Yargıtay Hukuk Genel Kurulu’nun 20.12.2006 gün 2006/18-820 Esas, 810 Karar, 29.09.2010 gün 2010/10-382 Esas, 441 Karar sayılı kararlarında da belirtildiği gibi; davalı Sandığın 506 sayılı Sosyal Sigortalar Kanununa tabi bulunmadığı, Türk Kanunu Medenisi hükümlerine göre kurulduğu, davalı sandıkla birlikte sorumlu olduğundan bahisle dava açılan .....TAŞ ile davacı arasında da 506 sayılı Sosyal Sigortalar Kanunu kapsamında bir sosyal güvenlik ilişkisi bulunmadığı, ortada iş mahkemelerinin görev alanını düzenleyen 5521 sayılı İş Mahkemeleri Kanunu’nun 1. maddesi kapsamında bir uyuşmazlığın bulunmadığı, Sandık tüzüğünün uygulanmasından doğan davalara bakma görevinin genel mahkemelere ait olduğu, diğer yandan davacı tarafından yapılan feragatin de görevli mahkemece değerlendirilmesi gerektiği, açıklanan nedenlerle, işin esasına girilip yazılı şekilde hüküm kurulmuş olması, usul ve yasaya aykırı olup, bozma nedenidir.

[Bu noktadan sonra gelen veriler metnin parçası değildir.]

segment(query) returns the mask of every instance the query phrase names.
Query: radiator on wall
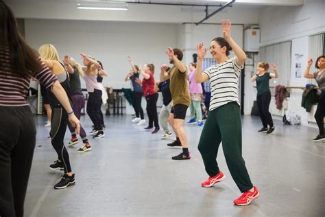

O hâlde, davacı ve davalılar vekilinin bu yönleri amaçlayan temyiz itirazları kabul edilmeli ve hüküm bozulmalıdır.
SONUÇ : Temyiz edilen hükmün yukarıda açıklanan nedenlerle BOZULMASINA, temyiz harcının istek halinde davacı ve davalılara iadesine 24.03.2016 gününde oybirliğiyle karar verildi.